Auch Verena Meyer wurde von dieser Forschungseuphorie angesteckt. Schuld war der Atomphysiker Hans Staub. Er hatte die Leitung des Physik-Instituts der Universität Zürich übernommen, das damals noch im Untergeschoss eines Altbaus an der Rämistrasse untergebracht war. Seit der Berufung Staubs wehte ein frischer Wind durch die vormals verschlafenen Räumlichkeiten. Er modernisierte und vergrösserte das Institut, führte die Kernphysik und die Festkörperphysik ein und konnte schliesslich auch einen Neubau realisieren.

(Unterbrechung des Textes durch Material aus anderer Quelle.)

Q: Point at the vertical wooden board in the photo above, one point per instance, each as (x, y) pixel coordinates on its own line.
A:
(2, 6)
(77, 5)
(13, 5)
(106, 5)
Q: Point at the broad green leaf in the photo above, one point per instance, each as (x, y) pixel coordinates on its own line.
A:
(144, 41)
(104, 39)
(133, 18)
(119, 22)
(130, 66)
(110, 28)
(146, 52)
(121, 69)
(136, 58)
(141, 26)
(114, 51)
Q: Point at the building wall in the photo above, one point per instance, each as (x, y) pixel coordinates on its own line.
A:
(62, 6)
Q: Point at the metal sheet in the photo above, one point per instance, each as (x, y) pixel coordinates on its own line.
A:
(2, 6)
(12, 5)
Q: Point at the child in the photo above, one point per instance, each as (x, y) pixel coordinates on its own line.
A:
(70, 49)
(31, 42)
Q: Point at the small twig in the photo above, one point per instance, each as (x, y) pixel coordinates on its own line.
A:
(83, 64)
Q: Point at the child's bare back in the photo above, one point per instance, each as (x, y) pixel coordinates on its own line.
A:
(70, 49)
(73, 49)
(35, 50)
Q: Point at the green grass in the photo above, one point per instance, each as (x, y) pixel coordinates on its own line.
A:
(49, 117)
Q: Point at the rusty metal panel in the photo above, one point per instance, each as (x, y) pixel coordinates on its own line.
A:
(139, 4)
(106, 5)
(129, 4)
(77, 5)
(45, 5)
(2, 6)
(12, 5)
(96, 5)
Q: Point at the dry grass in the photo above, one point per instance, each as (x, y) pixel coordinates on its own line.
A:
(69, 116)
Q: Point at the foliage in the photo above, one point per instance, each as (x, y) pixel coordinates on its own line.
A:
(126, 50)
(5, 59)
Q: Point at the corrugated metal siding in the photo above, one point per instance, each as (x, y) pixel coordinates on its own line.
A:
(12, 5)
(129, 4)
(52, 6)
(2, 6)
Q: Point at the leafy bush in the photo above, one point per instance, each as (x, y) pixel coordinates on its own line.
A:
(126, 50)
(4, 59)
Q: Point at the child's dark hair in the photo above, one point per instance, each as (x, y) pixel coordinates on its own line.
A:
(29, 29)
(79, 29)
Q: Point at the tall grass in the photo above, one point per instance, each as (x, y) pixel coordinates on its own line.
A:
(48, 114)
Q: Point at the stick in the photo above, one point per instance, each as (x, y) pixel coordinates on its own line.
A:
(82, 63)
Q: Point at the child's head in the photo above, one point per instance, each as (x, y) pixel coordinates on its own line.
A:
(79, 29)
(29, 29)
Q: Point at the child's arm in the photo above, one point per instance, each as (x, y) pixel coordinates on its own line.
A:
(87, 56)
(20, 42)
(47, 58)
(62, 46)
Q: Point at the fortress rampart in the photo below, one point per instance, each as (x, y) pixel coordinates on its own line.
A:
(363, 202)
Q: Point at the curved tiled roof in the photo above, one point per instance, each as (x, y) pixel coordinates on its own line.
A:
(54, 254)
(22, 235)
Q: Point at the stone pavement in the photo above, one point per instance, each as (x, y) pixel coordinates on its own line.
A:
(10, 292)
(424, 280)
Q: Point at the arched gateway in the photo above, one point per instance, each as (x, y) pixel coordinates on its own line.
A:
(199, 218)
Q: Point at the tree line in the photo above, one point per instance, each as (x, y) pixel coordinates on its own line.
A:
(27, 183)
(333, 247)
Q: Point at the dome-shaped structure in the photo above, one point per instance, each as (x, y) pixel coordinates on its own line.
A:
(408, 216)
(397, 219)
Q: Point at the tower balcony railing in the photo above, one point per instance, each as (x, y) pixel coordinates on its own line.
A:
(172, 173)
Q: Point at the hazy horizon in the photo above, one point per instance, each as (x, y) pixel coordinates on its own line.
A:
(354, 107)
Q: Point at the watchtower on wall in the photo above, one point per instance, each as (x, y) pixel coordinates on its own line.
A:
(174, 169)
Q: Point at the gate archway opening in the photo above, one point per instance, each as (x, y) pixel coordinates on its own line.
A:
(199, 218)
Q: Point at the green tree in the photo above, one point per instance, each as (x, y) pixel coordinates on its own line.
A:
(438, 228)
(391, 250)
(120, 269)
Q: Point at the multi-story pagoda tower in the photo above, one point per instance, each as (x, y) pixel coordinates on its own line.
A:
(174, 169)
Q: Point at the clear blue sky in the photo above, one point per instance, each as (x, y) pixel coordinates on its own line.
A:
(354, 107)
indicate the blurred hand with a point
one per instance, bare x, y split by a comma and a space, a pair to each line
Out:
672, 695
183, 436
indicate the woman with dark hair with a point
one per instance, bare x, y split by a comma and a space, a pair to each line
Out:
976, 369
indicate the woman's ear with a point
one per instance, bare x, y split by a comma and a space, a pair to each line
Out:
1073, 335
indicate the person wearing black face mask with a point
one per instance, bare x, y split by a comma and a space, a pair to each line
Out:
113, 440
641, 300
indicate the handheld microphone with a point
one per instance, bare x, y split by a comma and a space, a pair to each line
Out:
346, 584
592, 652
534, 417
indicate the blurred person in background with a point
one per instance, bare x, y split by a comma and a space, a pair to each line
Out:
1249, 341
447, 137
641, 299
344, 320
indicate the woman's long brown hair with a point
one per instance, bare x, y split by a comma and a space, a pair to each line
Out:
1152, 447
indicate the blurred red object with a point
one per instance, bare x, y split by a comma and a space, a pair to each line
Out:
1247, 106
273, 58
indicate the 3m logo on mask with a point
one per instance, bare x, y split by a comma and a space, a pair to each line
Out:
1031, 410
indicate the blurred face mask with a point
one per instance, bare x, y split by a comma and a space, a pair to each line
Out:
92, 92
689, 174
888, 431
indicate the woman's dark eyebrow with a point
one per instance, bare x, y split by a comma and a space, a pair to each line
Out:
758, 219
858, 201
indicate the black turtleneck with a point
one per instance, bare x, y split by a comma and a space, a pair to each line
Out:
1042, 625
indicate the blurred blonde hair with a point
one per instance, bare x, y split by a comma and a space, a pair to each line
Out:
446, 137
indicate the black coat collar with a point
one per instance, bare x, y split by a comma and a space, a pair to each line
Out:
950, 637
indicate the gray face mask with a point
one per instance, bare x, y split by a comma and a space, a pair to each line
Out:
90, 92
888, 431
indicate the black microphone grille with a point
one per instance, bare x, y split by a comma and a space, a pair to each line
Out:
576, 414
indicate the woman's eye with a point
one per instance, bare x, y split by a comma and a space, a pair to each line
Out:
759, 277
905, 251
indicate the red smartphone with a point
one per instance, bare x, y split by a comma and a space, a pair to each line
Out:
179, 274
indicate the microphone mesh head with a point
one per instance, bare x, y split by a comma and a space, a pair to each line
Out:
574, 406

Ihm sei es auch zu verdanken, erzählt Verena Meyer, dass sie den damals für eine Frau sehr unkonventionellen Entschluss fasste, Physikerin zu werden. Ihr Vater war Geschichtsprofessor an der Universität Zürich und starb als Verena zwanzigjährig war. Die Mutter, eine Juristin, war vor der Familiengründung in der Berliner Jugendanwaltschaft tätig gewesen. Dass auch die Tochter studieren würde, stand ausser Frage. Es sollte zunächst Medizin sein; dies schien einer jungen Frau angemessen.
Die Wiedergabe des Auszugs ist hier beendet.